Wednesday, February 9, 2011

how to Use your browser URL history to estimate gender

Thanks to Paul Cook for the initial link to this fascinating little javascript script Social History. Thes cript analyzes the css color of various links to determine whether or not the user has been to that site. If the link has the “visited” style, then he marks the user as having been to that site. Now the Social History implementation of this is rather innocuous — it’s a clever way of only displaying only the sharing buttons of sites that the user is an active participant of. Of course there are far more interesting applications for advertising.
One of the things that I always wanted to do but never got around to was to analyze a user’s browsing history to estimate age and gender.

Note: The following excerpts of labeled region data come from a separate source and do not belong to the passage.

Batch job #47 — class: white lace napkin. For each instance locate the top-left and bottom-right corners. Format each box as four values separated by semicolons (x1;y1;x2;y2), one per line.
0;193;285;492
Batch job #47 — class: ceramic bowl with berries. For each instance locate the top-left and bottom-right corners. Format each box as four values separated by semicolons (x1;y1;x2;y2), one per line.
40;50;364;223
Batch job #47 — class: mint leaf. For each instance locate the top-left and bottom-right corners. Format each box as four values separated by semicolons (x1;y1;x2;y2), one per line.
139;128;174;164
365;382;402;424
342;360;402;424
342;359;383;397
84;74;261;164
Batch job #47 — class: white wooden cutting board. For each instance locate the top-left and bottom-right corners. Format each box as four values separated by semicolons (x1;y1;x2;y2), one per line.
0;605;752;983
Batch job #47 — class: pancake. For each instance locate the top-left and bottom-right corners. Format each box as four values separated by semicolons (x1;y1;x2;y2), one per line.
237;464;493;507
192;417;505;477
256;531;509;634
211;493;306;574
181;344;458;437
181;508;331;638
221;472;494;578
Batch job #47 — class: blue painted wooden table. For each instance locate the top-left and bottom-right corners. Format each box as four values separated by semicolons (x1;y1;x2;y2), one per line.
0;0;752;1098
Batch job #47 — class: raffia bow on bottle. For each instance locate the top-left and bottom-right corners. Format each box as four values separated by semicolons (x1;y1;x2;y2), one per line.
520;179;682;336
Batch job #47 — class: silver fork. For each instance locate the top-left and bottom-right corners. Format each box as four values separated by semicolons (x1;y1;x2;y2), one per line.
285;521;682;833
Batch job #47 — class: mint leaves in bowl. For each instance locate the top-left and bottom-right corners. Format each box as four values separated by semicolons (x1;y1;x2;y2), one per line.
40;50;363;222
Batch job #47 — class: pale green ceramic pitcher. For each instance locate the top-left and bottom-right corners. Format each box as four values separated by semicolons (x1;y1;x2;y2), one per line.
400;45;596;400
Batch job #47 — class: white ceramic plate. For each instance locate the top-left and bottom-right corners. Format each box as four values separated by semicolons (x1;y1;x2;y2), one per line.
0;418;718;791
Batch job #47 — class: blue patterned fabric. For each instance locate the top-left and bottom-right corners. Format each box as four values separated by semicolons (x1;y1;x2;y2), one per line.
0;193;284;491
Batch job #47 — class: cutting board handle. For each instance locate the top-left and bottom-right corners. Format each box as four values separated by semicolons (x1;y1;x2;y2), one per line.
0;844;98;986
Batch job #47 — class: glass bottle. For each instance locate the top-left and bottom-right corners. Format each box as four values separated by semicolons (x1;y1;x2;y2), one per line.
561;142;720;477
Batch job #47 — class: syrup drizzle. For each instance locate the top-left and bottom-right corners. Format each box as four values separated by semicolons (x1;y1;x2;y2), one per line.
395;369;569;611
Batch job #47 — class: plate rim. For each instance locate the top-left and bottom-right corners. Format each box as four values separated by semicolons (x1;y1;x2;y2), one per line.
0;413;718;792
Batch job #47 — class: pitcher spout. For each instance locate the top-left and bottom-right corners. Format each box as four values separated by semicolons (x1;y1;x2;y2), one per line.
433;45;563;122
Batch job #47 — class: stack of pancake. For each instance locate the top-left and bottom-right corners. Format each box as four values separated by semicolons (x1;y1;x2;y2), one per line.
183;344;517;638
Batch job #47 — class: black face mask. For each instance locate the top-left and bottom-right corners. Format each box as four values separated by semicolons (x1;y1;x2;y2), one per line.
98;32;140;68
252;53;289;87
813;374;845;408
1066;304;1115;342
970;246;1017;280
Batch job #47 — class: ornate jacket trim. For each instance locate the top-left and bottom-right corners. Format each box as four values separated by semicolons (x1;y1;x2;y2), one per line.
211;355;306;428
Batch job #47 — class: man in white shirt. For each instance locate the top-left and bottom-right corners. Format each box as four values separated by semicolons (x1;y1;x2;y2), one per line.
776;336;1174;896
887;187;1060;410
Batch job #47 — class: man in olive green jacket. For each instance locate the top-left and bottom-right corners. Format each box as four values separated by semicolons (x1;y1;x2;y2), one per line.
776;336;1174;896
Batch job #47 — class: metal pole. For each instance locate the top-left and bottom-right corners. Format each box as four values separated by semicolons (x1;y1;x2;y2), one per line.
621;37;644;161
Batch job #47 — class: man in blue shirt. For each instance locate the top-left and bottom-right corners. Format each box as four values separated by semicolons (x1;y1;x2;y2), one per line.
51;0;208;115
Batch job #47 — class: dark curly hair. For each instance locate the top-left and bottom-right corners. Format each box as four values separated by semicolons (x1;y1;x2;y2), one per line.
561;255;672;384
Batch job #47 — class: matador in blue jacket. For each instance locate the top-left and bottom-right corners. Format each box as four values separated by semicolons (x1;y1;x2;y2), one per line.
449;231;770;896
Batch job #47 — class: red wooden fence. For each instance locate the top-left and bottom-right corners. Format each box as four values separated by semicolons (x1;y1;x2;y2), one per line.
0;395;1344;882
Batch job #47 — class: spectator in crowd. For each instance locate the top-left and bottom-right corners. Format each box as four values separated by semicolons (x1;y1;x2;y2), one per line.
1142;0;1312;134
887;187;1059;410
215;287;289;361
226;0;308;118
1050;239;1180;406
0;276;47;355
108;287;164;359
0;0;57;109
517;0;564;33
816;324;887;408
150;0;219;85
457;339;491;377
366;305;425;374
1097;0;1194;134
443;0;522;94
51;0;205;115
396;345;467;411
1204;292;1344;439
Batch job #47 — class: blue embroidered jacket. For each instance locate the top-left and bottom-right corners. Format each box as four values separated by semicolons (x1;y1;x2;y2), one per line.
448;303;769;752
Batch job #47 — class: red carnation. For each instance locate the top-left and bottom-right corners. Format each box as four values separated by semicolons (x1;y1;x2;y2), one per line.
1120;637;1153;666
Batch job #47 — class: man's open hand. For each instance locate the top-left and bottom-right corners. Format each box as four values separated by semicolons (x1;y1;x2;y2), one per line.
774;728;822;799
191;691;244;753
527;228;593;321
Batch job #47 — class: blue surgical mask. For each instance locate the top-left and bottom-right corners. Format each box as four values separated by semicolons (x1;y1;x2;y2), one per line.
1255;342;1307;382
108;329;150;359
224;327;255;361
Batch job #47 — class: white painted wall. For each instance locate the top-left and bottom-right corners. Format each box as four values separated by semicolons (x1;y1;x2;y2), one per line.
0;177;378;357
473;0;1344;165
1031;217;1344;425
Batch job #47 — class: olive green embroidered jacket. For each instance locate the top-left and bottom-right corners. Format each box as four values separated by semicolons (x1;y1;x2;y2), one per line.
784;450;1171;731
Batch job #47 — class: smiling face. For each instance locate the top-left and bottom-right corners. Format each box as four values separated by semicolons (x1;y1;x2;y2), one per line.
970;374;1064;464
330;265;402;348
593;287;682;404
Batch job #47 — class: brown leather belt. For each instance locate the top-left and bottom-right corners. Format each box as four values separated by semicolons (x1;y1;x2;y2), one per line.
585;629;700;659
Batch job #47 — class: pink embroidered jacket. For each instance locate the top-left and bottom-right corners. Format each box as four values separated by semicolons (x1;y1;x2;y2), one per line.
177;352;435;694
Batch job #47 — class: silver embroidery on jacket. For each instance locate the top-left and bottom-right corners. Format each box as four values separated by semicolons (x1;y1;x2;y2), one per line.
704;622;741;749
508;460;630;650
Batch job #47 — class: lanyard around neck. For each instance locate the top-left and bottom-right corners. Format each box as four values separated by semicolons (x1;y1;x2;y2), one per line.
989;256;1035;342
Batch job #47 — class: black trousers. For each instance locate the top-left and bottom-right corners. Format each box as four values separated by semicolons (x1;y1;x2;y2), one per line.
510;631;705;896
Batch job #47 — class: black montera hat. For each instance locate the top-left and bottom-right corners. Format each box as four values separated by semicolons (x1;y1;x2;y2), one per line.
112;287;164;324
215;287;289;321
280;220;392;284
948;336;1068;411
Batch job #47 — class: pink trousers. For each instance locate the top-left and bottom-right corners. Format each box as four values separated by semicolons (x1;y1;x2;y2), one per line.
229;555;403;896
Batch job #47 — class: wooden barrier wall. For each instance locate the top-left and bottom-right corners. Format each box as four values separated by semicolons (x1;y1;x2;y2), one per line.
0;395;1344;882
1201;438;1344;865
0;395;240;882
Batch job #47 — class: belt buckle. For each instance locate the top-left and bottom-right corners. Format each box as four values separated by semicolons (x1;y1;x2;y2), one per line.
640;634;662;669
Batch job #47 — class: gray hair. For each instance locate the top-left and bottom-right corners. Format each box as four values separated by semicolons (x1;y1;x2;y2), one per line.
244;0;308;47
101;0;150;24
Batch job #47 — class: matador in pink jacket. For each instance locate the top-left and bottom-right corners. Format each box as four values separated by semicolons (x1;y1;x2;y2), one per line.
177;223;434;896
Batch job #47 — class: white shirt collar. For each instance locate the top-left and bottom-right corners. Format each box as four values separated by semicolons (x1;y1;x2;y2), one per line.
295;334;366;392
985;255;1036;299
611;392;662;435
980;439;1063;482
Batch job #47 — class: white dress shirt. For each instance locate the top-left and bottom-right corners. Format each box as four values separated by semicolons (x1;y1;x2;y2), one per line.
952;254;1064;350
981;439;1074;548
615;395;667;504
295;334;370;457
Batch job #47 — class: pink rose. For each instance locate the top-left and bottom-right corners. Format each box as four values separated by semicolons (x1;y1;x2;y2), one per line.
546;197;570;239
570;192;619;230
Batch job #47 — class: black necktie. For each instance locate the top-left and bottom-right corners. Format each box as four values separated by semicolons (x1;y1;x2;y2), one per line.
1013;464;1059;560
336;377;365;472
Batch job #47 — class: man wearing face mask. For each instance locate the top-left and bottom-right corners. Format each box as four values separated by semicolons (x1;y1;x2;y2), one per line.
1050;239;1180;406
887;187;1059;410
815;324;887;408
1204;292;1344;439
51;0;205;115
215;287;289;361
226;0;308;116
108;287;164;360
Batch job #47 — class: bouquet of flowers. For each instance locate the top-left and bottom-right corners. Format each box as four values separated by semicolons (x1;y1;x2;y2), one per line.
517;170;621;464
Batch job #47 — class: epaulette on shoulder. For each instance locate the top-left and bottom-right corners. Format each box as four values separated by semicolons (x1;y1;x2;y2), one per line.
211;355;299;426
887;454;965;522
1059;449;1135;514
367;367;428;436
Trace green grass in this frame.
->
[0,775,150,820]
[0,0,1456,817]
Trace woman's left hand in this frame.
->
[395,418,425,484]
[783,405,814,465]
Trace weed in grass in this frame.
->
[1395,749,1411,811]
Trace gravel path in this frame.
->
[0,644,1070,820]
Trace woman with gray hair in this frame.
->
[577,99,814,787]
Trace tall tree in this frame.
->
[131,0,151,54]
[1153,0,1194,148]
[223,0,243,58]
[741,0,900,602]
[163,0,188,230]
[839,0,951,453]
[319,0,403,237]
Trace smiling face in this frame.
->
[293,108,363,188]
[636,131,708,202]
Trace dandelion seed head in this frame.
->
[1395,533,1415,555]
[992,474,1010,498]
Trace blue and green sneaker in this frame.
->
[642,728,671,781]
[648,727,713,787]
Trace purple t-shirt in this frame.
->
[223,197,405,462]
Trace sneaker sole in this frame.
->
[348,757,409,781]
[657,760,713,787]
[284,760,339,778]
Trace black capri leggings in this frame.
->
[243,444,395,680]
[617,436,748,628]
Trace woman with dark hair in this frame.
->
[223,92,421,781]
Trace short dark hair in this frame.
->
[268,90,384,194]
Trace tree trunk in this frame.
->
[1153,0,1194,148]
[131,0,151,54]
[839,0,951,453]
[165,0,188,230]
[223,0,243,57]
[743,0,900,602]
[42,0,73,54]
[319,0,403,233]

Of course the idea is definitely not new, in fact Xerox (of all companies??) has a patent on the whole process and I’m certain plenty of networks already do something of the sort… but what the heck, let’s have some fun!
So what I did is I modified the SocialHistory JS so that it polled the browser to find out which of the Quantcast top 10k sites were visited. I then apply the ratio of male to female users for each site and with some basic math determine a guestimate of your gender. The math is really quite simple, I just take:


1 / (1 + r_1 * r_2 * … * r_n)

where p_i is the ratio of men-to-women for the specific site. For example, if you had been to two sites that had a 2-1 ratio of men to women, the probability of you being female would be:

1 / (1 + 2 * 2) = 1/5 = 20%